This past summer, I installed new fixed portlights in my 88 C30. In the originals, the lens was held in place with screws around the perimeter but I used 3M VHB tape and Dow 795. Here are some photos. The three vertical strips of white tape form a hinge to allow the lens to be properly aligned and then rotated up out of the way to strip the paper off the back and wipe down with alcohol before sticking to the tape.
I removed the old lenses with a kitchen pairing knife that was thin and flexible enough to fit into the small gap and cut the old silicone.
I then used the original lenses as a template to cut new "dark smoke" cast plexiglass to shape. I ordered the rough shapes from Tap Plastic online. On my C30 the lens material was 1/4" thick but that should be verified for the C310. I was able to find a location on one of the lenses where the factory sealant did not come the the face and was able to measure the thickness there. You could also pull one of the screws to check the thickness.
After drawing the shape on the protective paper on the sheet of plexiglass, I cut the rough shape on my bandsaw and then stuck the old to the new with SailRite SeamStick tape.
Then I used a flush cutting router bit to trim the rough blanks to the same size as the originals. After switching to a 45º bevel bit with bottom bearing I cut the 45º bevel with bearing into the back side.
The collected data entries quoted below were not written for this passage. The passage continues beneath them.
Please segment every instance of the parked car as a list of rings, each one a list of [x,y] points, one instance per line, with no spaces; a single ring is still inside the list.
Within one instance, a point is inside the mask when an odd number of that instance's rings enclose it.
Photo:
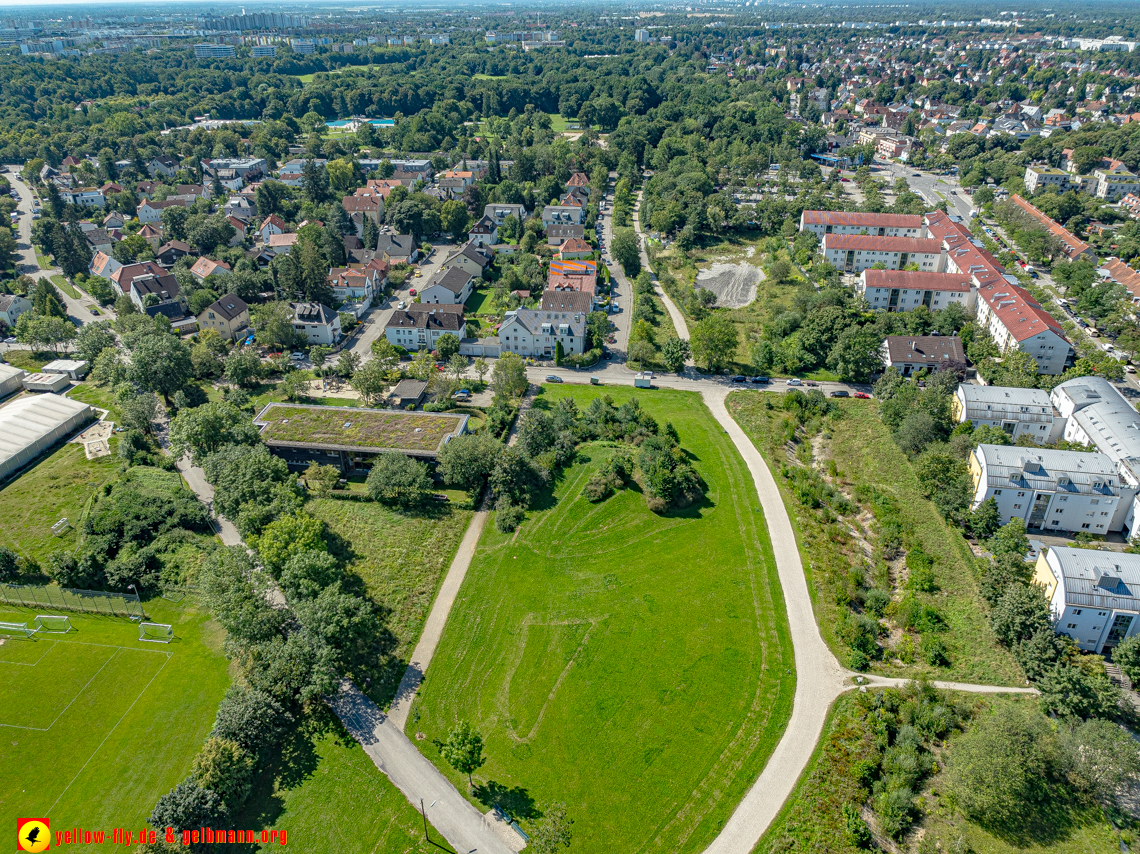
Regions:
[[[788,377],[788,379],[784,380],[784,383],[786,385],[803,385],[804,384],[803,380],[797,379],[796,377]]]
[[[840,389],[839,391],[833,391],[831,397],[851,397],[851,392]]]
[[[305,360],[305,354],[304,353],[290,353],[289,358],[292,359],[294,362],[303,362]]]
[[[867,394],[867,392],[865,392],[865,391],[857,391],[857,392],[855,392],[855,396],[857,398],[859,398],[860,400],[870,400],[871,399],[871,395]]]
[[[560,383],[560,382],[562,382],[562,377],[557,377],[557,376],[555,376],[554,374],[549,374],[549,375],[546,377],[546,381],[547,381],[548,383]]]
[[[766,383],[766,382],[771,382],[771,380],[769,380],[767,377],[749,377],[748,382],[762,384],[762,383]]]
[[[396,308],[407,308],[407,307],[408,307],[407,304],[403,300],[400,300],[398,303],[396,303]]]
[[[1134,373],[1136,373],[1136,369],[1134,367],[1132,367],[1131,365],[1125,365],[1124,366],[1124,372],[1126,374],[1134,374]]]
[[[743,374],[733,374],[731,377],[728,378],[728,381],[730,383],[742,383],[745,381],[744,375]]]
[[[408,288],[408,293],[409,293],[411,296],[415,296],[415,295],[416,295],[416,289],[415,289],[415,288]]]
[[[4,339],[5,344],[18,344],[19,341],[20,341],[19,338],[16,338],[15,336],[12,336],[12,335],[9,335],[7,338]]]
[[[804,385],[810,388],[817,388],[819,386],[819,383],[817,383],[815,380],[804,380]]]

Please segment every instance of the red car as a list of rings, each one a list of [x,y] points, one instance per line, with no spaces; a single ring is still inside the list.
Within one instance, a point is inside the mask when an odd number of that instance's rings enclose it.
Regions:
[[[865,392],[865,391],[857,391],[857,392],[855,392],[855,396],[857,398],[859,398],[860,400],[870,400],[871,399],[871,395],[867,394],[867,392]]]
[[[411,294],[412,296],[415,296],[416,295],[416,289],[415,288],[408,288],[408,293]]]

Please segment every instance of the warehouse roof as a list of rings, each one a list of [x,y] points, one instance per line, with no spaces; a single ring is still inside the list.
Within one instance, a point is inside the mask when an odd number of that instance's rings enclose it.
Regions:
[[[0,468],[84,411],[94,410],[57,394],[23,397],[0,409]]]

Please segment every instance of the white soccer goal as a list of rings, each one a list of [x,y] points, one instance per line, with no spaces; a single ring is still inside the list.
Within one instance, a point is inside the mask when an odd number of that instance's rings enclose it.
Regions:
[[[30,638],[35,634],[35,629],[29,629],[27,623],[0,622],[0,634],[19,635],[21,637]]]
[[[139,623],[139,640],[147,643],[170,643],[174,629],[166,623]]]
[[[49,635],[65,635],[71,631],[71,620],[59,614],[38,614],[32,631]]]

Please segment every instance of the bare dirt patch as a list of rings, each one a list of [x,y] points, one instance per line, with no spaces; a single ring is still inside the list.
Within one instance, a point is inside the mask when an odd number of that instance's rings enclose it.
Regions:
[[[756,288],[763,277],[751,264],[713,264],[697,273],[696,286],[716,294],[722,308],[744,308],[756,299]]]

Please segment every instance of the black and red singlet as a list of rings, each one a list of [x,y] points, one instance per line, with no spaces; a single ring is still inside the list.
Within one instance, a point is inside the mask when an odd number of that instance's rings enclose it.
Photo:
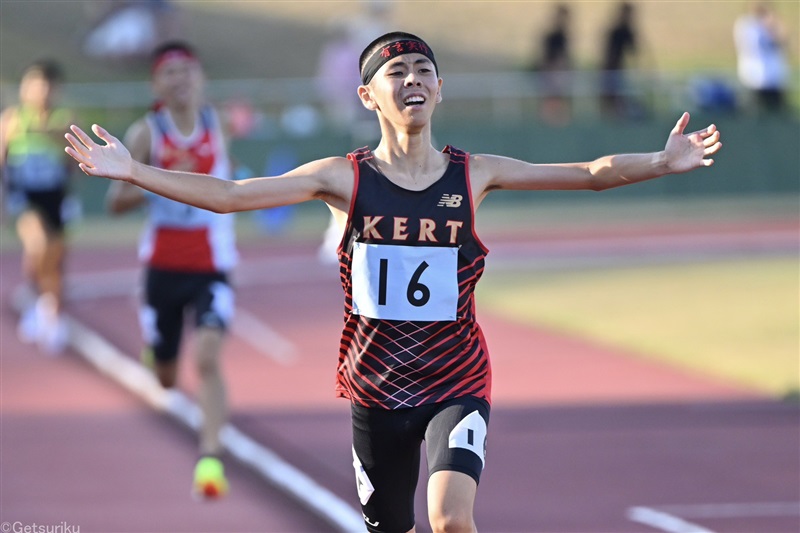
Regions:
[[[475,234],[469,154],[444,152],[445,173],[422,191],[381,174],[368,148],[348,155],[355,186],[339,251],[345,316],[336,392],[355,404],[490,400],[474,296],[488,250]]]

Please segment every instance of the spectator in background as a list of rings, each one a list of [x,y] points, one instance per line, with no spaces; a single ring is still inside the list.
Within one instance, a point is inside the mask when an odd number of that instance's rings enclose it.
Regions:
[[[752,2],[733,28],[742,85],[752,92],[759,110],[784,108],[789,65],[784,51],[786,32],[766,2]]]
[[[361,53],[355,35],[347,22],[332,23],[327,42],[322,48],[317,67],[317,91],[325,106],[326,117],[331,125],[351,134],[351,127],[363,110],[353,86],[358,84],[358,70],[353,66]]]
[[[334,128],[349,137],[351,146],[372,142],[380,137],[374,114],[361,104],[353,87],[361,83],[358,59],[373,39],[388,31],[390,0],[362,0],[363,10],[354,17],[339,20],[331,27],[317,68],[317,90]],[[339,262],[337,249],[342,240],[343,224],[331,214],[322,236],[317,257],[323,264]]]
[[[350,21],[334,23],[331,38],[322,49],[317,70],[317,90],[325,105],[327,118],[335,130],[348,137],[351,145],[369,137],[365,132],[371,131],[374,126],[371,114],[353,92],[353,87],[358,87],[361,81],[357,65],[364,46],[359,44],[359,38],[372,28],[376,35],[381,34],[379,22],[371,19],[370,13],[368,11],[365,18],[368,23],[358,28]],[[367,43],[371,40],[367,40]],[[331,265],[338,263],[336,250],[342,240],[340,228],[341,224],[331,215],[317,252],[320,262]]]
[[[541,39],[538,58],[532,70],[538,73],[542,120],[564,126],[572,118],[572,51],[570,49],[570,10],[566,4],[556,4],[553,21]]]
[[[372,141],[380,136],[374,117],[364,109],[353,87],[360,80],[358,57],[375,37],[388,31],[391,1],[362,0],[355,15],[334,20],[328,40],[320,51],[316,85],[327,119],[333,127],[354,143]]]
[[[61,138],[74,120],[58,107],[64,75],[54,61],[29,66],[19,87],[19,105],[0,115],[0,166],[4,204],[16,216],[22,270],[36,294],[17,329],[24,342],[58,353],[67,342],[63,307],[64,228],[70,170]]]
[[[605,33],[601,50],[600,110],[608,117],[628,117],[632,102],[628,98],[630,88],[626,70],[639,52],[633,3],[621,2],[618,5],[614,21]]]
[[[156,49],[152,82],[157,102],[126,134],[132,157],[159,168],[212,172],[231,180],[226,138],[217,112],[205,103],[203,70],[193,49],[182,42]],[[200,498],[222,496],[228,482],[219,432],[227,417],[227,399],[219,360],[234,311],[228,279],[238,259],[233,217],[147,193],[122,181],[109,188],[107,204],[113,213],[144,204],[148,207],[139,247],[146,264],[139,312],[147,344],[142,359],[164,387],[176,384],[184,313],[193,313],[203,412],[193,490]]]
[[[180,10],[170,0],[95,0],[84,7],[93,19],[82,43],[88,57],[146,59],[181,33]]]

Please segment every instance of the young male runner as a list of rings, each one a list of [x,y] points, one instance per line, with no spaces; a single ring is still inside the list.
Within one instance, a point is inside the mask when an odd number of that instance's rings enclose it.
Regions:
[[[214,109],[203,98],[199,60],[186,43],[170,42],[153,55],[153,109],[128,129],[125,142],[136,161],[159,168],[231,179],[226,140]],[[194,345],[203,411],[200,459],[193,491],[215,498],[228,490],[220,460],[219,431],[227,416],[220,353],[233,317],[228,275],[237,261],[231,215],[170,200],[123,181],[112,183],[108,208],[123,213],[147,204],[139,256],[146,265],[139,312],[146,362],[164,387],[173,387],[185,313],[196,327]]]
[[[604,190],[713,163],[715,126],[684,134],[684,113],[662,151],[586,163],[533,164],[431,145],[442,79],[430,47],[392,32],[360,59],[361,102],[382,138],[374,150],[239,182],[142,165],[106,130],[77,126],[67,152],[92,176],[134,183],[217,212],[323,200],[343,221],[345,293],[337,393],[352,404],[358,493],[370,531],[413,531],[424,440],[434,531],[475,531],[485,460],[491,371],[473,290],[486,247],[475,210],[493,190]]]
[[[0,115],[3,207],[16,217],[23,274],[37,296],[23,310],[17,333],[50,354],[67,342],[61,310],[70,168],[61,137],[74,117],[57,105],[63,79],[58,63],[33,63],[22,75],[19,104]]]

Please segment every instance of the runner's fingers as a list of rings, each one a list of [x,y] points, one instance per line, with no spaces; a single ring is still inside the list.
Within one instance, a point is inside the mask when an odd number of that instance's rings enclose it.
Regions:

The original lenses were tight fitting with almost no gap around the edges with a very thin layer of silicone between them and the cabin. If the sealant is too thin, it can cause leaks from thermal stresses so i needed to make the new lens about 1/8" smaller. This also gave me a big enough gap to gun the silicone into. I did this by adjusting the depth of the 45º bevel deeper to cut the extra 1/8".
Next was cutting all of the old silicone off with a sharp chisel and cleaning it with sealant remover and sanding. This was the most difficult and time consuming part of the installs. We then applied VHB tape to the edge of the opening and used a razor blade to trim any that extended past the edge of the opening. We then positioned the new lens in the opening and when happy with the location, added three tape "hinges" to the top to hold it in position. With the lens rough fitted in place we attached masking tape to the perimeter to form the caulk joint line.
The lens was flipped up, paper removed from back and the inside face of the lens was cleaned with alcohol. Then the backing on the VHB was removed and the lens rotated back into place using the tape hinges to hold it in the correct place. The alignment was perfect.
The project was then finished with black Dow 795. Note that this adhesive takes a very long time to cure so do not plan to use the boat for half a week to a full week after install to allow the 795 to fully cure. The benifit if the long curing time is that it does not tend to "skin over" while you are applying it so it is very easy to finger the joint after you have gunned it into place. While gunning the caulk, be careful to get the gap completely filled. I used a pushing technique rather than pulling because it gave me better control of how deep it flowed into the joint.
So nice to have clear window for the first time in 20 years.